The projection was reiterated during a meeting held on June 29 in Havana between representatives of the international organization and officials of the Cuban regime, according to the state-run magazine Bohemia. Far from showing signs of recovery, the official figures presented at the meeting confirm that the demographic crisis continues to accelerate.
The deputy head of the National Office of Statistics and Information (ONEI), Juan Carlos Alfonso Fraga, acknowledged that Cuba's population decreased from 11 million at the end of 2020 to only 9.4 million by the end of 2025, a reduction of more than 1.6 million people in just five years.
"There is no similar experience," admitted the official, noting that no country in the so-called Global South has experienced a population contraction of that magnitude outside of a war context.
The data on births illustrate the decline. In 2025, only 68,051 children were born in Cuba, the lowest figure since records began and even lower than the number reported in 1899, when the country was emerging from the War of Independence. The fertility rate dropped to 1.29 children per woman, well below the level needed to ensure generational replacement.

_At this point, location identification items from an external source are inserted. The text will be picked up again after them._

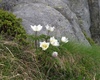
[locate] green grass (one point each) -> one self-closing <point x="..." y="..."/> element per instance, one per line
<point x="74" y="62"/>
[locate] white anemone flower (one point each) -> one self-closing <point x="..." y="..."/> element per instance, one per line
<point x="49" y="28"/>
<point x="44" y="45"/>
<point x="36" y="28"/>
<point x="54" y="41"/>
<point x="64" y="39"/>
<point x="55" y="54"/>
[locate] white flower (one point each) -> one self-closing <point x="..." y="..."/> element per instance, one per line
<point x="64" y="39"/>
<point x="44" y="45"/>
<point x="36" y="28"/>
<point x="55" y="54"/>
<point x="54" y="41"/>
<point x="49" y="28"/>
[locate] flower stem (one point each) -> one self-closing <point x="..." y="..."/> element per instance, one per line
<point x="36" y="45"/>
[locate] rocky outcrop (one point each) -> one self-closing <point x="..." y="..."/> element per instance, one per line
<point x="95" y="19"/>
<point x="72" y="18"/>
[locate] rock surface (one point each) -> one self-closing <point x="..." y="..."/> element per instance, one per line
<point x="71" y="18"/>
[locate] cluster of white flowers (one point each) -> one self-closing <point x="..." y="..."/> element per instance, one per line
<point x="53" y="41"/>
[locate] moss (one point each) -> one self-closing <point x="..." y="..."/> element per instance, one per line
<point x="10" y="27"/>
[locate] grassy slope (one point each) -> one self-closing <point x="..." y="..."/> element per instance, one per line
<point x="75" y="62"/>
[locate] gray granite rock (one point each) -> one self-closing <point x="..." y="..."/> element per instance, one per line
<point x="68" y="17"/>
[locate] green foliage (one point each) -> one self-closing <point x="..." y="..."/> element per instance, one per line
<point x="74" y="62"/>
<point x="10" y="27"/>
<point x="90" y="40"/>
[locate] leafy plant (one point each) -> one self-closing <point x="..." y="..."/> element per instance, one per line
<point x="10" y="27"/>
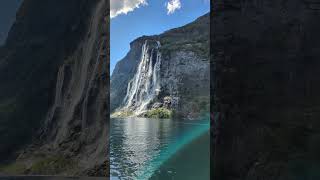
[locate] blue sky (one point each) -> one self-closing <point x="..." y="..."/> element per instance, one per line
<point x="131" y="19"/>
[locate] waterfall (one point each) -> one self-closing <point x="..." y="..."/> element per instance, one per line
<point x="145" y="84"/>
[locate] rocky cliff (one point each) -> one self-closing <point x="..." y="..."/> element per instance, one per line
<point x="265" y="85"/>
<point x="166" y="71"/>
<point x="54" y="71"/>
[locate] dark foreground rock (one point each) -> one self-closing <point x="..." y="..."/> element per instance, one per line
<point x="53" y="98"/>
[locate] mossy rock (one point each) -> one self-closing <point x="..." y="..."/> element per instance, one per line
<point x="162" y="113"/>
<point x="15" y="168"/>
<point x="122" y="114"/>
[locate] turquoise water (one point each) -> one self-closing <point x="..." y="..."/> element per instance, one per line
<point x="142" y="148"/>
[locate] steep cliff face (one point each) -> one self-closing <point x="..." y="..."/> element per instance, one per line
<point x="7" y="17"/>
<point x="66" y="100"/>
<point x="266" y="84"/>
<point x="170" y="70"/>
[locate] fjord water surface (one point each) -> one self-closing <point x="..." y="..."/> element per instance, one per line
<point x="142" y="148"/>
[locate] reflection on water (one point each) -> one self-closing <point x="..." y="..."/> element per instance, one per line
<point x="140" y="147"/>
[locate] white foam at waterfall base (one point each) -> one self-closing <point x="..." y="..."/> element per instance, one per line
<point x="145" y="84"/>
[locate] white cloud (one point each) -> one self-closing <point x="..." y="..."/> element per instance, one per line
<point x="173" y="5"/>
<point x="124" y="6"/>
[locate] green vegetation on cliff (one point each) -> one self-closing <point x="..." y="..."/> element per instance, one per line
<point x="162" y="113"/>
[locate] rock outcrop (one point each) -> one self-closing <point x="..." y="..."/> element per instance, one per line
<point x="55" y="72"/>
<point x="182" y="56"/>
<point x="265" y="89"/>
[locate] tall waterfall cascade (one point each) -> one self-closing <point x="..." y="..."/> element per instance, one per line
<point x="145" y="85"/>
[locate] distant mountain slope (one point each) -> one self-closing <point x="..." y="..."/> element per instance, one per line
<point x="182" y="56"/>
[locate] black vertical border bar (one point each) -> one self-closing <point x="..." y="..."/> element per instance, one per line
<point x="108" y="86"/>
<point x="212" y="107"/>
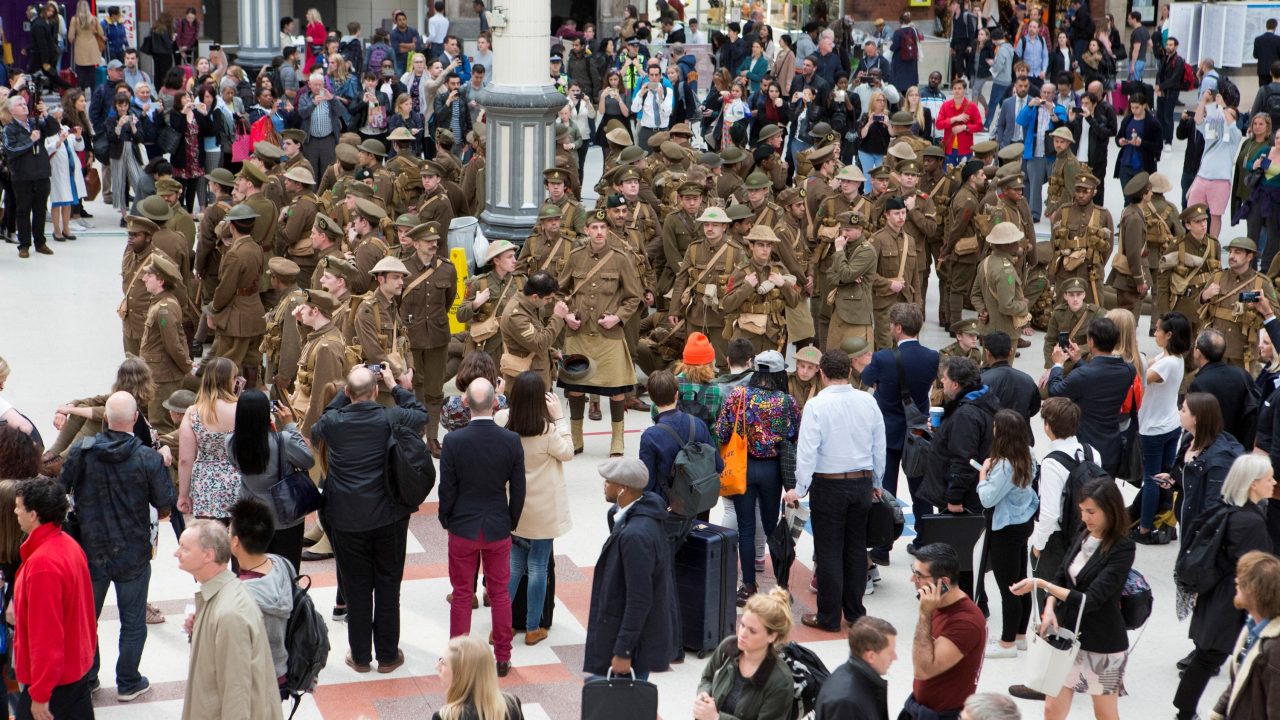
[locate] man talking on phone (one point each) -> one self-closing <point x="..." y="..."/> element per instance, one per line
<point x="950" y="636"/>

At the same time, the population is aging rapidly. More than a quarter of Cubans are already 60 years old or older, while deaths nearly double the number of births.
But the decline in the population is not solely due to aging. The massive exodus continues to be one of the main factors contributing to the demographic collapse.
Official figures indicate that 251,221 people emigrated in 2024. However, the Cuban demographer Juan Carlos Albizu-Campos argues that the actual number exceeded 545,000 and estimates that the effective population of the country is already around eight million inhabitants, well below the official estimate.
The new warning from UNFPA comes just a few days after Miguel Díaz-Canel downplayed the exodus, stating that emigration is "a global problem" and attributing the departure of Cuban professionals to the appeal of capitalist economies, without mentioning the economic crisis, low wages, power outages, or the lack of opportunities that thousands of Cubans cite as reasons for leaving the country.
The Cuban government approved a Policy for Addressing Demographic Dynamics in 2014 with the aim of curbing aging and boosting birth rates. More than a decade later, official figures themselves show that none of those goals have been achieved.
This is compounded by the lack of updated statistical information. Cuba has not conducted a national census since 2012. The one scheduled for 2022 was postponed several times due to a lack of resources, and although the new census operation began this year, the results will not be available until 2027, leaving the country with over a decade without complete demographic data.